Facilitating a proper monorepo development means solving challenges like operating the test and build processes for decoupled modules, being able to independently publish modules from the project, and managing the partial impact of changes on every affected dependant module in the project.

The list of challenges goes on, to include even “trivial” things like how you manage issues and PRs, which can get hard as you scale development.

Note that a monorepo is NOT a monolith application(!) — it is not built or deployed all at once. It is a group of applications developed separately.

In this roundup, I’ve gathered some of the best tools in the world to construct a “monorepo”, where you can build multiple modules inside a single project, with a decent developer experience that scales.

The list isn’t ranked and aims to outline the strengths of each tool based on its own merits. I hope this can help you save time and find the right tool.

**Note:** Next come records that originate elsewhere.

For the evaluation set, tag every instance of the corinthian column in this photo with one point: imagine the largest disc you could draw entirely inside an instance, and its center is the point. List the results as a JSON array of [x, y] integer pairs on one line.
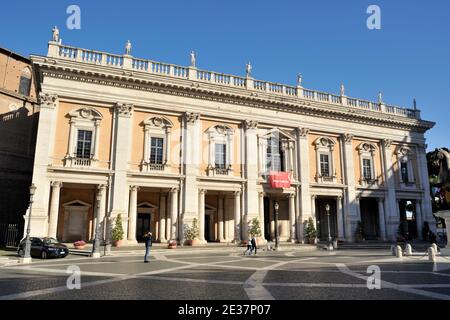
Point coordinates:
[[54, 209], [132, 214]]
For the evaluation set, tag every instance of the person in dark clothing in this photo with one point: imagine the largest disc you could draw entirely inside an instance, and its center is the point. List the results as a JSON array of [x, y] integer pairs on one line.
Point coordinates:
[[148, 244], [253, 244]]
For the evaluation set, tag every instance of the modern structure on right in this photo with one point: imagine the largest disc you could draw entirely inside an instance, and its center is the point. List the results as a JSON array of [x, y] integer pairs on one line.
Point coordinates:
[[162, 144]]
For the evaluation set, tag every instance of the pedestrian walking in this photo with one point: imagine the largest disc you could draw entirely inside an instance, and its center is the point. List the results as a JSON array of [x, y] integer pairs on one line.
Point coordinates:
[[253, 242], [148, 244], [249, 247]]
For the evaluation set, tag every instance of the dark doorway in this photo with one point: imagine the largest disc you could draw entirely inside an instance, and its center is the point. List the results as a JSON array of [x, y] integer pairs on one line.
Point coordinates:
[[408, 222], [322, 218], [143, 225], [208, 228], [370, 218]]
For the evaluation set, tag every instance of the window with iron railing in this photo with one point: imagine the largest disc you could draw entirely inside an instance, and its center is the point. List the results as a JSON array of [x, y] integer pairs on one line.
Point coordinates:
[[84, 144]]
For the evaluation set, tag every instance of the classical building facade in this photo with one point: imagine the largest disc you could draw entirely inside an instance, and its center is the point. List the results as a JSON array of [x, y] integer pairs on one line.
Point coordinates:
[[18, 125], [162, 144]]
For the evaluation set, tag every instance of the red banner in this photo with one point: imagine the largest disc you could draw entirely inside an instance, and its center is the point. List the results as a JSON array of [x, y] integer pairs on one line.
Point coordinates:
[[279, 180]]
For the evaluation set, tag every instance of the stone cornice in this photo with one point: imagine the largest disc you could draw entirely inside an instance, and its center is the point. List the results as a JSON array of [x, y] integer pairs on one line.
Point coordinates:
[[101, 75]]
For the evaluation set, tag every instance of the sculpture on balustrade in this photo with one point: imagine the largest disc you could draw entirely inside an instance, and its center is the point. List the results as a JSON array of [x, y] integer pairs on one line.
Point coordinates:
[[380, 97], [128, 48], [299, 80], [193, 59], [55, 36], [248, 69], [342, 90]]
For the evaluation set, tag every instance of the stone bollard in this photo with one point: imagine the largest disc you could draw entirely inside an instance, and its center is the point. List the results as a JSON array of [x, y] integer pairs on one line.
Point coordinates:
[[399, 252], [431, 254], [408, 250], [434, 246], [393, 250]]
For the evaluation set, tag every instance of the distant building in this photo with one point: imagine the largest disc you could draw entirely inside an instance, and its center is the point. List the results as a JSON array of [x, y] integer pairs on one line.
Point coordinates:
[[18, 126], [163, 144]]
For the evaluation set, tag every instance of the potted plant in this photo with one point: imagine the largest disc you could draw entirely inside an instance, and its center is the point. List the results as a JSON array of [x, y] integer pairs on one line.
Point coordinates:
[[310, 231], [192, 233], [172, 244], [117, 232], [255, 230], [80, 244]]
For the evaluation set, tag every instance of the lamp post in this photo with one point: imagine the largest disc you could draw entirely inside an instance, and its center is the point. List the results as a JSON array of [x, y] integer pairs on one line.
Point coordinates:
[[96, 246], [277, 206], [330, 244], [27, 257]]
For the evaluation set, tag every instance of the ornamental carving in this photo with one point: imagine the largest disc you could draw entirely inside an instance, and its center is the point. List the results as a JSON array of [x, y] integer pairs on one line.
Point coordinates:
[[250, 124], [124, 109], [48, 100], [191, 117], [303, 132], [347, 137]]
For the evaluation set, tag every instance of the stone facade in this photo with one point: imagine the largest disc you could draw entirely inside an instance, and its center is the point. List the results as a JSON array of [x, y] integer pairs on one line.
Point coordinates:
[[18, 125], [162, 144]]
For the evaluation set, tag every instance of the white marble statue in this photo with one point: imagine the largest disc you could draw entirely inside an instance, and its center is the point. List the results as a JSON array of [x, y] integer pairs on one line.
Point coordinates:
[[342, 90], [55, 32], [248, 69], [299, 80], [193, 59], [128, 48]]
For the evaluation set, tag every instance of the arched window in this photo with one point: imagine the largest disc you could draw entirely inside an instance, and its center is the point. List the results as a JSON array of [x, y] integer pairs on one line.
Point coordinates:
[[405, 167], [156, 143], [84, 137], [220, 139], [367, 153], [25, 82], [326, 172], [276, 149]]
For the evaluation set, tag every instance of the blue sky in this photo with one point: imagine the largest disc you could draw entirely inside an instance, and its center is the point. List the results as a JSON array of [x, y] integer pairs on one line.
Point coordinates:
[[327, 41]]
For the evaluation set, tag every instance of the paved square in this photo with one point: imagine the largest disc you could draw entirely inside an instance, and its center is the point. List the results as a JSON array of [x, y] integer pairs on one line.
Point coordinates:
[[225, 274]]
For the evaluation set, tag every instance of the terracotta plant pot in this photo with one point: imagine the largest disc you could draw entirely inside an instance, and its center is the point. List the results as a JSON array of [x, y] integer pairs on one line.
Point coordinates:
[[172, 244]]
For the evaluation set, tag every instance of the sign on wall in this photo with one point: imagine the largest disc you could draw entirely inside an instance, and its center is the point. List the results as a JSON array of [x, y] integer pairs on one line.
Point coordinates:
[[279, 180]]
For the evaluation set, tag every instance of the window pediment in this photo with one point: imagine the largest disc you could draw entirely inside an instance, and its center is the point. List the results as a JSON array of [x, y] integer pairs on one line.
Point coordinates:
[[158, 122], [86, 113]]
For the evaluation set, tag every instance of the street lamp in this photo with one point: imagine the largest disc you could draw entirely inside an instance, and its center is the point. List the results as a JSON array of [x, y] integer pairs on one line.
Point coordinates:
[[27, 257], [277, 206], [330, 244], [96, 246]]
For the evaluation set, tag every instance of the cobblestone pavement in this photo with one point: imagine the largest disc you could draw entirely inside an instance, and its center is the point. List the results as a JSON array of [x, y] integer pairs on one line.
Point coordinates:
[[226, 274]]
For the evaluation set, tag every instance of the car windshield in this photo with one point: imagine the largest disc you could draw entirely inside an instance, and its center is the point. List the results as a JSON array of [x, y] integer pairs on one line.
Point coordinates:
[[50, 241]]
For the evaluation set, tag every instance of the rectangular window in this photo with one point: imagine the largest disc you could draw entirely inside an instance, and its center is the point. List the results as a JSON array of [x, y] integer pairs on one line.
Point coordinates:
[[273, 155], [84, 144], [221, 155], [404, 171], [156, 150], [325, 165], [367, 169], [25, 86]]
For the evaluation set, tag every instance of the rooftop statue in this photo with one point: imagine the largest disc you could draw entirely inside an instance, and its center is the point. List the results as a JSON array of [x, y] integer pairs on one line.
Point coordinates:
[[248, 69], [55, 34], [193, 59], [128, 48]]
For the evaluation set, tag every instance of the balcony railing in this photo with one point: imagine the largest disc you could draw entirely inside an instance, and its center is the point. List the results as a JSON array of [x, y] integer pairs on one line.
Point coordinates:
[[57, 50]]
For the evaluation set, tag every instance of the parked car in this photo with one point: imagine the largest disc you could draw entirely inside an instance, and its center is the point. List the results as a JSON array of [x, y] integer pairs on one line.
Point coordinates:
[[44, 248]]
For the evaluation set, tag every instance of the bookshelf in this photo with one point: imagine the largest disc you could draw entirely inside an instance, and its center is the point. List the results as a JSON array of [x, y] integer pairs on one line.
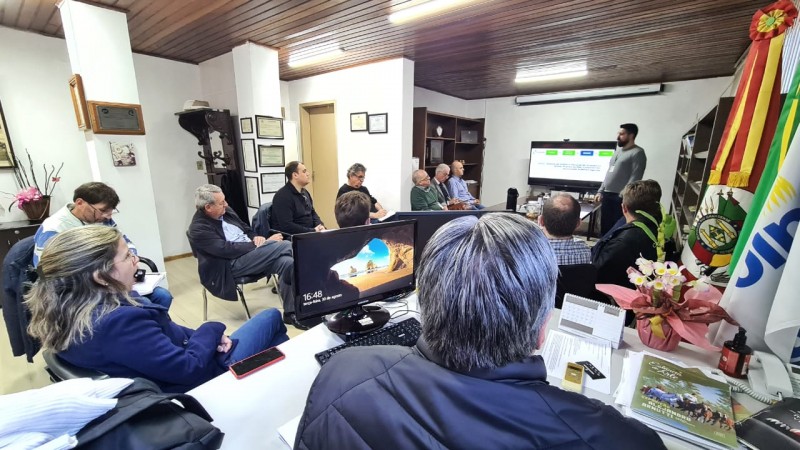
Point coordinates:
[[461, 138], [697, 151]]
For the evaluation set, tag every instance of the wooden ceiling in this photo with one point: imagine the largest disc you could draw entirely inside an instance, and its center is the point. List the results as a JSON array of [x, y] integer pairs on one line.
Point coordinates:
[[473, 51]]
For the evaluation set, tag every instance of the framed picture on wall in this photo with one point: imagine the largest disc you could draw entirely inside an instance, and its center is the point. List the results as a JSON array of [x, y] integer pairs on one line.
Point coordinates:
[[358, 121], [269, 127], [271, 182], [6, 151], [249, 155], [246, 125], [253, 196], [271, 156], [378, 123]]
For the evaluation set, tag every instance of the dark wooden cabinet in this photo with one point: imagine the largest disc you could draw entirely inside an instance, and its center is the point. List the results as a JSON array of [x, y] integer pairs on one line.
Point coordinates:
[[458, 138]]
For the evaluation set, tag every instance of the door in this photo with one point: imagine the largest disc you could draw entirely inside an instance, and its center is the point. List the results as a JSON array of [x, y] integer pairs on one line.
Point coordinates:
[[320, 156]]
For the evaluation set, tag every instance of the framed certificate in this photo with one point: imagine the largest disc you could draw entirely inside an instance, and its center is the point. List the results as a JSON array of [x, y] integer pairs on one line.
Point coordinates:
[[246, 125], [271, 156], [249, 155], [269, 127], [271, 182], [378, 123], [253, 196], [358, 121]]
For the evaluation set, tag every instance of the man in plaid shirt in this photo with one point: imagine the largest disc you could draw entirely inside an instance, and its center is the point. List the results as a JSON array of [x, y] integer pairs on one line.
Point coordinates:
[[560, 216]]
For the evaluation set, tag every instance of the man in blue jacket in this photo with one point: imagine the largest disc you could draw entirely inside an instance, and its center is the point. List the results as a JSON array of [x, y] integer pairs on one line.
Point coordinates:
[[486, 291], [227, 248]]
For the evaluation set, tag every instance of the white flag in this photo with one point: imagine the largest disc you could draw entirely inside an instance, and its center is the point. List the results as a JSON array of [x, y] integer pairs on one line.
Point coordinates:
[[751, 297]]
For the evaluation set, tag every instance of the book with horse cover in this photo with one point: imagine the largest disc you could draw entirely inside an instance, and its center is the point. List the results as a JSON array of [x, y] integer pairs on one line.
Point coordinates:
[[685, 399]]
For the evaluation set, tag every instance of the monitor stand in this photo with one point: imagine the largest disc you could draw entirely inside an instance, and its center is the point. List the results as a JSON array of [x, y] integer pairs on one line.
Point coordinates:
[[358, 320]]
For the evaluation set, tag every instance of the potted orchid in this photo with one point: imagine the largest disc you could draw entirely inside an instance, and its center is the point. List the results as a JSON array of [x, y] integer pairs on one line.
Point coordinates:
[[663, 316], [31, 198]]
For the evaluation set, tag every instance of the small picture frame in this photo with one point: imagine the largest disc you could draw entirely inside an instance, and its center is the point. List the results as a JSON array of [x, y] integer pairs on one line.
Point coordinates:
[[269, 127], [378, 123], [358, 121], [249, 155], [271, 182], [251, 188], [271, 156], [246, 125], [79, 101], [122, 154]]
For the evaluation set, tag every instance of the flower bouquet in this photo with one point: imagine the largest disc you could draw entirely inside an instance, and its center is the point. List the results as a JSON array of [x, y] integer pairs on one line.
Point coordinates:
[[663, 317]]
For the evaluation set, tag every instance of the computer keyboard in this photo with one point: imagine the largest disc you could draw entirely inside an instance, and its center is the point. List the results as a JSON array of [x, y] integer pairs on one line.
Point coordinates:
[[406, 332]]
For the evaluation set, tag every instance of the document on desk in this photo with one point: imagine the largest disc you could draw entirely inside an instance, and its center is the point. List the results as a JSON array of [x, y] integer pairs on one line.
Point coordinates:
[[561, 348]]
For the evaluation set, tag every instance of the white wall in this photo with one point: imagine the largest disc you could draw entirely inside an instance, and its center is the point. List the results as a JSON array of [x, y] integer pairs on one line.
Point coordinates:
[[172, 151], [384, 87], [39, 114], [662, 121]]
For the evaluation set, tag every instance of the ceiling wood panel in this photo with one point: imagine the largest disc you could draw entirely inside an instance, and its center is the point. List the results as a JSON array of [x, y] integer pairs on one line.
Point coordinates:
[[471, 52]]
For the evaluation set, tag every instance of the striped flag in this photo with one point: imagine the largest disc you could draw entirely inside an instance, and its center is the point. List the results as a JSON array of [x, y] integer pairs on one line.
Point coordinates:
[[763, 294]]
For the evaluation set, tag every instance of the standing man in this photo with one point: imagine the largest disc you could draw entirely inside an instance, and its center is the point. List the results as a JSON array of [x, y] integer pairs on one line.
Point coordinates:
[[458, 187], [423, 196], [626, 166], [92, 203], [292, 208]]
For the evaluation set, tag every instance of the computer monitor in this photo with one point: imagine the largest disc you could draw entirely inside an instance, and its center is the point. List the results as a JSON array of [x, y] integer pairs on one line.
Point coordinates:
[[430, 221], [339, 271]]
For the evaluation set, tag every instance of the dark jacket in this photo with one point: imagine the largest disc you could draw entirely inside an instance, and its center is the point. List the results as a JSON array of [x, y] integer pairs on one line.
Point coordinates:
[[293, 212], [214, 253], [399, 398], [142, 341], [15, 314], [619, 250], [363, 189]]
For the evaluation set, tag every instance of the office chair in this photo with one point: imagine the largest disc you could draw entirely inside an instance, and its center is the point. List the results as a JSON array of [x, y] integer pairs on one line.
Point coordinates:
[[60, 370], [240, 282]]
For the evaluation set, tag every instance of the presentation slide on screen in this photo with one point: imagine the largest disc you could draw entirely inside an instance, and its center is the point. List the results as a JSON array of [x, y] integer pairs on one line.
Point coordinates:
[[570, 164]]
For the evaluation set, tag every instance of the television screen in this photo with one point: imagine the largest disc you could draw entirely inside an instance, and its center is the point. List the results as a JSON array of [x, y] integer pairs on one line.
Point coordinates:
[[340, 269], [570, 164]]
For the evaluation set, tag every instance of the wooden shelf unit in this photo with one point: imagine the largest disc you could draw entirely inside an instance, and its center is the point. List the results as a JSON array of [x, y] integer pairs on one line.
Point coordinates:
[[694, 166], [425, 125]]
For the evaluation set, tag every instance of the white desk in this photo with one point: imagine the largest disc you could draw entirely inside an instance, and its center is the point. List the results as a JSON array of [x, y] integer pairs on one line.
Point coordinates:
[[249, 411]]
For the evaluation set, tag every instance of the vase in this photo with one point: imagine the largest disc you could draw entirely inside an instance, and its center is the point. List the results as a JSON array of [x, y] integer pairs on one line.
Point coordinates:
[[37, 210], [668, 343]]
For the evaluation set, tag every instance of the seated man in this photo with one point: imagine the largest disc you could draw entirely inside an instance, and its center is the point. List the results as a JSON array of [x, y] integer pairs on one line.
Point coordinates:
[[352, 209], [226, 248], [472, 380], [292, 207], [423, 196], [560, 216], [355, 182], [458, 187], [92, 203], [614, 253]]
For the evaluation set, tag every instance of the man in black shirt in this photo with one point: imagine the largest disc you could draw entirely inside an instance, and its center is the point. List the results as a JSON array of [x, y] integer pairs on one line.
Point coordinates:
[[355, 182], [292, 208]]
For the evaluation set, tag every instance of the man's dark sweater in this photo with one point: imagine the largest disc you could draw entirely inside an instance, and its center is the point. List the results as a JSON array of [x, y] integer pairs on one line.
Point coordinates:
[[293, 212]]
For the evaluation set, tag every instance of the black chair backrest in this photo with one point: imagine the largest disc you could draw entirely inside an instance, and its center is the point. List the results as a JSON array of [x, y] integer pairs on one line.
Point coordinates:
[[578, 279]]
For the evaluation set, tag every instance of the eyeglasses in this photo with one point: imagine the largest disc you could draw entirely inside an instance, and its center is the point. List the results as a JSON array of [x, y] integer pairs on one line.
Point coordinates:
[[104, 212]]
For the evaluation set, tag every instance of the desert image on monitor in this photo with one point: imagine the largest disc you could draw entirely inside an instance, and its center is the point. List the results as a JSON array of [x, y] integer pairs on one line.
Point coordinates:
[[377, 264]]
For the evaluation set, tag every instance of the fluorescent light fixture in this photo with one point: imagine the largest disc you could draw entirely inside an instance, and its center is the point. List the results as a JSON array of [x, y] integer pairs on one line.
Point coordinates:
[[424, 9], [559, 72], [315, 54], [590, 94]]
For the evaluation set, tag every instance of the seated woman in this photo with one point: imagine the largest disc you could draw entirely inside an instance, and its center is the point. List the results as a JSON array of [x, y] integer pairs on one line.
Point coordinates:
[[81, 309], [355, 182]]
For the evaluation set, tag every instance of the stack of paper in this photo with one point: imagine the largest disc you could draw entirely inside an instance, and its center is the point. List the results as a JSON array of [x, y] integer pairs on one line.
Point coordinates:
[[689, 403]]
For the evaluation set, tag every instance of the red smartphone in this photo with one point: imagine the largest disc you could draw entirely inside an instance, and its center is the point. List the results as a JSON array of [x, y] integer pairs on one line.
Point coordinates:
[[241, 369]]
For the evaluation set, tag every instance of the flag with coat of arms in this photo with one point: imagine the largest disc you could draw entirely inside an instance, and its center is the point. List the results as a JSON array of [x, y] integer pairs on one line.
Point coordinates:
[[762, 294]]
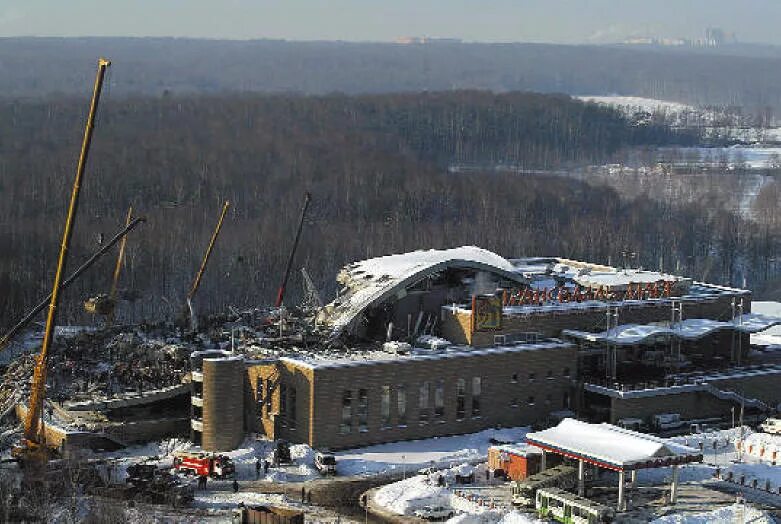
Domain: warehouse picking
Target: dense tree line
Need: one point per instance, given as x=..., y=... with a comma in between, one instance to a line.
x=725, y=76
x=377, y=167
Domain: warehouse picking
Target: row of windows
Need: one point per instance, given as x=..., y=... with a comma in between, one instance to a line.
x=531, y=400
x=532, y=376
x=427, y=392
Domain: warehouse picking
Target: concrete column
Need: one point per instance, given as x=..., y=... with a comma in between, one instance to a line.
x=674, y=486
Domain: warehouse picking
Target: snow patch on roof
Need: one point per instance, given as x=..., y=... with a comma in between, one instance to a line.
x=607, y=443
x=373, y=280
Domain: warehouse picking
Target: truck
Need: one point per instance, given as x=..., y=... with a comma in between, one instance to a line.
x=771, y=425
x=204, y=465
x=513, y=462
x=148, y=483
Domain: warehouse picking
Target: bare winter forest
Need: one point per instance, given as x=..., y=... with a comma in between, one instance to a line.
x=377, y=167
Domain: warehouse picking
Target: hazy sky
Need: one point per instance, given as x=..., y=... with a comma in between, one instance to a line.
x=567, y=21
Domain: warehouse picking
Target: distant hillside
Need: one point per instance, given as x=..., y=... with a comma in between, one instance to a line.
x=376, y=166
x=730, y=76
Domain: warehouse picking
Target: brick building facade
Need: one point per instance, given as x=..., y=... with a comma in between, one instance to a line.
x=334, y=404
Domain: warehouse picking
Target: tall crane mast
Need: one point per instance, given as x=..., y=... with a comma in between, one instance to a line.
x=202, y=269
x=67, y=282
x=34, y=442
x=288, y=267
x=117, y=270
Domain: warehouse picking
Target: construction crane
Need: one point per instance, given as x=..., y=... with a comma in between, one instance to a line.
x=105, y=304
x=281, y=292
x=202, y=269
x=67, y=282
x=118, y=269
x=33, y=447
x=312, y=298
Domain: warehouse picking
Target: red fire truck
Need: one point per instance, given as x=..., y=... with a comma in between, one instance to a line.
x=204, y=465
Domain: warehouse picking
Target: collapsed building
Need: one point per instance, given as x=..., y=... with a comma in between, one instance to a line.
x=443, y=342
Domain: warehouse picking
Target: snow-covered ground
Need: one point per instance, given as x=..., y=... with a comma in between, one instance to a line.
x=735, y=513
x=413, y=455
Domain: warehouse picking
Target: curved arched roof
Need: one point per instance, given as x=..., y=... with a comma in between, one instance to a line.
x=372, y=281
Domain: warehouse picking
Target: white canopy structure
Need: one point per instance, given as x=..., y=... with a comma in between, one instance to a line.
x=613, y=448
x=370, y=282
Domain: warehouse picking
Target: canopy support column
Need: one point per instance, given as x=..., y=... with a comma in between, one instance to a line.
x=621, y=490
x=674, y=485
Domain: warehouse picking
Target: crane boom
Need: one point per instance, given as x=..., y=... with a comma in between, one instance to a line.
x=33, y=428
x=202, y=269
x=281, y=292
x=118, y=269
x=67, y=282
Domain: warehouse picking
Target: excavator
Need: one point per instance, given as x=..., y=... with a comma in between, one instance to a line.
x=33, y=449
x=105, y=304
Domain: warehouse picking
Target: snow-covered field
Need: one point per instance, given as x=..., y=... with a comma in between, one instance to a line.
x=736, y=513
x=638, y=103
x=413, y=455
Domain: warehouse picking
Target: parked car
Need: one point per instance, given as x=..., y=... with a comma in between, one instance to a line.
x=434, y=512
x=325, y=463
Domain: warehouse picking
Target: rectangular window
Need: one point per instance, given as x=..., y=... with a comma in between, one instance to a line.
x=423, y=401
x=385, y=406
x=293, y=408
x=439, y=400
x=401, y=405
x=460, y=399
x=477, y=391
x=363, y=411
x=347, y=412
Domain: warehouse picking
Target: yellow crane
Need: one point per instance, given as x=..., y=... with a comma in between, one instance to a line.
x=202, y=269
x=34, y=441
x=106, y=304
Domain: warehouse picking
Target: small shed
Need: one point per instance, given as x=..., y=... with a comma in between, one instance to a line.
x=270, y=515
x=514, y=461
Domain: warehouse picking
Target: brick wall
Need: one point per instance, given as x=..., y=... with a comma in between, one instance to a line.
x=691, y=405
x=498, y=391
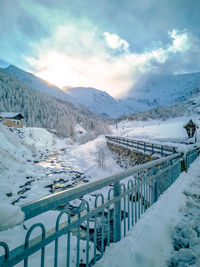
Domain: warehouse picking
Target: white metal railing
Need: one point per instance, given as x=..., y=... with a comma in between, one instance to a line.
x=128, y=195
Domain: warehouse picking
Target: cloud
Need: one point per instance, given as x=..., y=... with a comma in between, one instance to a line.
x=76, y=43
x=75, y=58
x=115, y=42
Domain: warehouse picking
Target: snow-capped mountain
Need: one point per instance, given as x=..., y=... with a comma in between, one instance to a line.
x=37, y=83
x=153, y=91
x=96, y=100
x=161, y=90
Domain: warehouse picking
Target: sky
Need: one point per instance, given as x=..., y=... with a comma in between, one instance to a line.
x=106, y=44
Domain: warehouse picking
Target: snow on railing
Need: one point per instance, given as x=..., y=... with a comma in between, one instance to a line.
x=126, y=196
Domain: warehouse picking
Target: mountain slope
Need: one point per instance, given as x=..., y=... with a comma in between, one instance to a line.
x=95, y=100
x=37, y=83
x=161, y=90
x=189, y=107
x=153, y=91
x=42, y=110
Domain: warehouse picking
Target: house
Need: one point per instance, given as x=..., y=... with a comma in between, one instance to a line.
x=191, y=128
x=11, y=119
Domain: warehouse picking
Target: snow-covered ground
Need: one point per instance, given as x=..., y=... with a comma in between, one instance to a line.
x=150, y=242
x=35, y=163
x=31, y=163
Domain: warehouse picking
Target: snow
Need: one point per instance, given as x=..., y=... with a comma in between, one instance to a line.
x=150, y=242
x=37, y=83
x=10, y=216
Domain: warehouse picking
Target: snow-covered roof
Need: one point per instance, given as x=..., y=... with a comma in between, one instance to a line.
x=10, y=114
x=190, y=122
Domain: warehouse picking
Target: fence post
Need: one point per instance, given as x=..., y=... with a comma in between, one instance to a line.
x=155, y=185
x=161, y=151
x=117, y=214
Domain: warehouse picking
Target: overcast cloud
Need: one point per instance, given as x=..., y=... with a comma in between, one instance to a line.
x=104, y=44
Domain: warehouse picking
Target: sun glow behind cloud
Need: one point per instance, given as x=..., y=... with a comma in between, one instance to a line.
x=72, y=59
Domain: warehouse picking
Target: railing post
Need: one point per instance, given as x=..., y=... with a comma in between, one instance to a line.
x=161, y=151
x=117, y=214
x=155, y=185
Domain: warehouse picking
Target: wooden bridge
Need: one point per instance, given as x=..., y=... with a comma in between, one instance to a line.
x=145, y=147
x=126, y=196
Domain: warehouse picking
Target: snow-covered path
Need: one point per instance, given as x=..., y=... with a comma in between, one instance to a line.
x=151, y=242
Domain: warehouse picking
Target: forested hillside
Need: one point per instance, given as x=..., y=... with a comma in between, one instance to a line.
x=42, y=110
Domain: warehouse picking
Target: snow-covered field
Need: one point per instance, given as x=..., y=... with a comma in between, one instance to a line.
x=34, y=163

Feel free to comment below and share your own insights. Cheers!

Also read:

1. Pnpm/Yarn Workspaces

Late addition: I recommend using pnpm workspaces as first choice. Both are great really.

Yarn Workspaces aims to make working with monorepos easy, solving one of the main use cases for yarn link in a more declarative way. Your dependencies can be linked together, which means that your workspaces can depend on one another while always using the most up-to-date code available. This is also a better mechanism than yarn link since it only affects your workspace tree rather than your whole system.

Workspaces helps with a few issues, making it a great monorepo setup:

  • It sets up a single node_modules without repetitions or cloning dependencies throughout different packages in the project.
  • All your project dependencies will be installed together, giving Yarn more latitude to better optimize them.
  • Yarn will use a single lockfile rather than a different one for each project, which means fewer conflicts and easier reviews.
  • It allows you to change the code of one of your packages and have those changes instantly visible to the other packages that use it. Any modification to one’s source code is instantly applied to the others.

As such, Yarn workspaces makes a very powerful combo with pretty much any tool on the list, and especially tools like Bit, Nx, and Lerna, acting as a lower-level layer of your monorepo management abstraction.

However, you can also publish directly with workspaces. When a workspace is packed into an archive, it dynamically replaces any workspace: dependency with a package version, so you can publish the resulting packages to the remote registry without having to run intermediary steps — consumers will be able to use published workspaces as any other package. Cool!

2. Bit

Bit is a next-generation tool for building modular projects.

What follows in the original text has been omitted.